There was one point I forgot to comment on from Chapter 1.
His (Gale) rages seem pointless to me, although I never say so. It’s not that I don’t agree with him. I do. But what good is yelling about the Capitol in the middle of the woods? It doesn’t change anything. It doesn’t make things fair. It doesn’t fill our stomachs. In fact, it scares off the nearby game.
This resonates with me because, as I pointed out in an article I wrote recently, this is something I hear people say often. Humans value self-preservation by nature. If our survival is at stake, we don’t care about anything else. People who rarely experience being in that border between luxury and poverty, life and death, will label Katniss’ thinking as “uninvolved” or “selfish”.
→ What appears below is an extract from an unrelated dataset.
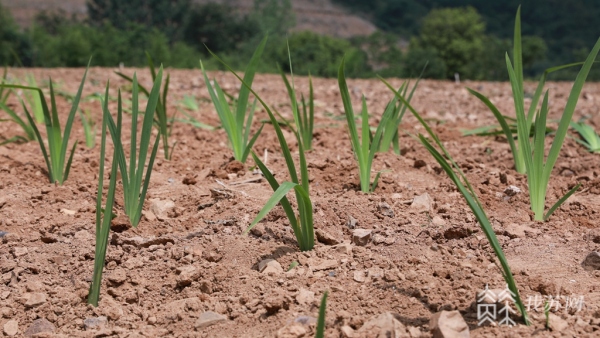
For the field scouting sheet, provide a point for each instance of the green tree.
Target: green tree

We can’t really know how difficult the kind of life Katniss lives is until we experience it ourselves, but it’s also noteworthy that after she really saw what was going on in the Capitol, Katniss began to take a stand. Maybe in the real world, altruism is for those who can afford it, but it doesn’t always have to be that way. Maybe, as in Katniss’ case, empowerment is key.
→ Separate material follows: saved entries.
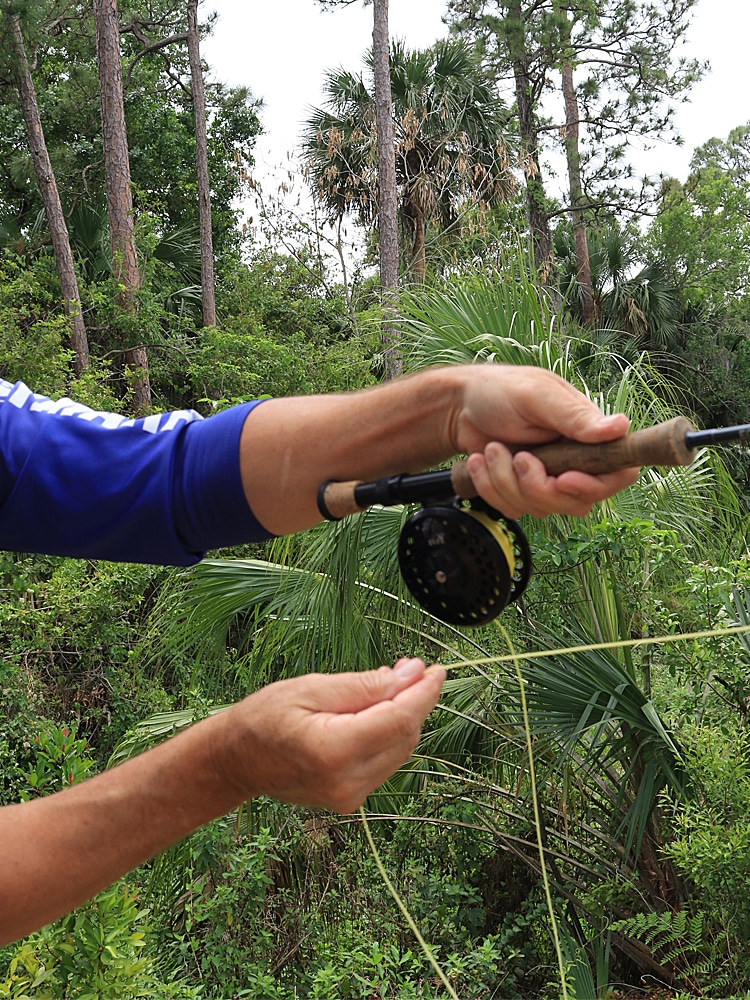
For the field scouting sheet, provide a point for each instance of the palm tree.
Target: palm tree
(333, 599)
(633, 300)
(450, 144)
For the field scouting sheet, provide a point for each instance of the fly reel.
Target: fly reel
(461, 560)
(464, 564)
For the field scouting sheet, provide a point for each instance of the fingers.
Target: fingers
(528, 405)
(354, 692)
(519, 484)
(376, 742)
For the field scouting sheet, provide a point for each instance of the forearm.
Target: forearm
(324, 741)
(61, 850)
(290, 446)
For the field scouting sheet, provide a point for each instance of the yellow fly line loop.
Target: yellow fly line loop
(712, 633)
(516, 658)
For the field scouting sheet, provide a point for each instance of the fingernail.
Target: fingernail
(409, 668)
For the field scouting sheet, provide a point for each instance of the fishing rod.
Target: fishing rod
(461, 559)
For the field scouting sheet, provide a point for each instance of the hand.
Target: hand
(327, 741)
(525, 405)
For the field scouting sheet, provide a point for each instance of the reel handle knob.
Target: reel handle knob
(662, 444)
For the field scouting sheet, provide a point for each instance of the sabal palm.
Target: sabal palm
(450, 132)
(636, 302)
(336, 602)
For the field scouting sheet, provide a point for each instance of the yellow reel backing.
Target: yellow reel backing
(464, 564)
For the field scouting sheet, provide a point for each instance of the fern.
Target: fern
(680, 940)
Okay, so THG also holds the distinction of making me cry 2 chapters in a row. Congratulations, Ms. Collins!
But it wasn’t the encounter between Katniss, Prim, and their mother that made me cry. I was somehow already prepared for that scene, and I was too busy giving Katniss an imaginary pat on the back for finally telling her mother what she always wanted to say.
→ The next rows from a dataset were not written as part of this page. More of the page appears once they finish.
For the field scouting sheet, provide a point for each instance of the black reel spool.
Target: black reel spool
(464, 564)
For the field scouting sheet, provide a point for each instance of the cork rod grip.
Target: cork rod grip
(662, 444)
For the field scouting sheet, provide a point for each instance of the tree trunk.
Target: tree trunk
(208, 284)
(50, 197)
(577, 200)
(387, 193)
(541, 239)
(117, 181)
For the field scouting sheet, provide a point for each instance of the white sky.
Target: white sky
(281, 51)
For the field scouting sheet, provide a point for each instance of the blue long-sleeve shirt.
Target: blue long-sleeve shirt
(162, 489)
I didn’t cry when Gale came in either, although I added yet another notch on the scoreboard in favor of “Katniss is in denial about Gale’s feelings.” Really, Katniss, he was going to say “And remember, Katniss, I LOVE YOU.” So there.
I cried when the Baker and Madge came in. Weird, I know, considering that they’re almost strangers to Katniss. They have no emotional attachment to her whatsoever, but that’s exactly what I reacted to. These people don’t know Katniss well enough, yet they came in to give her tokens and to wish her luck. I cried thinking how difficult it must have been for the Baker to face the girl who was virtually going to become his son’s murderer.
This early in the story, we can already glimpse the kind of impact Katniss will eventually have on District 12 and the entire nation, on people who barely know her but would come to care about her fate.
A kind Peeta Mellark is far more dangerous to me than an unkind one. Kind people have a way of working their way inside me and rooting there. And I can’t let Peeta do this. Not where we’re going.
It’s too late for you, girl. If at that point in the Reaping you already felt numbed by the idea of killing Peeta, then this little strategy will not work now.
It’s interesting to see that despite knowing that the likelihood of being Reaped was high for both Katniss and Gale, they didn’t seem to have a planned strategy for how they will play the Game if they were reaped. Katniss seems surprised that Haymitch has a strategy in mind after he saw what Katniss and Peeta were capable of, and she was even more surprised that Peeta was already scheming on the train. Perhaps she is in denial about her odds of getting reaped, just as she is still in denial about what Gale feels for her.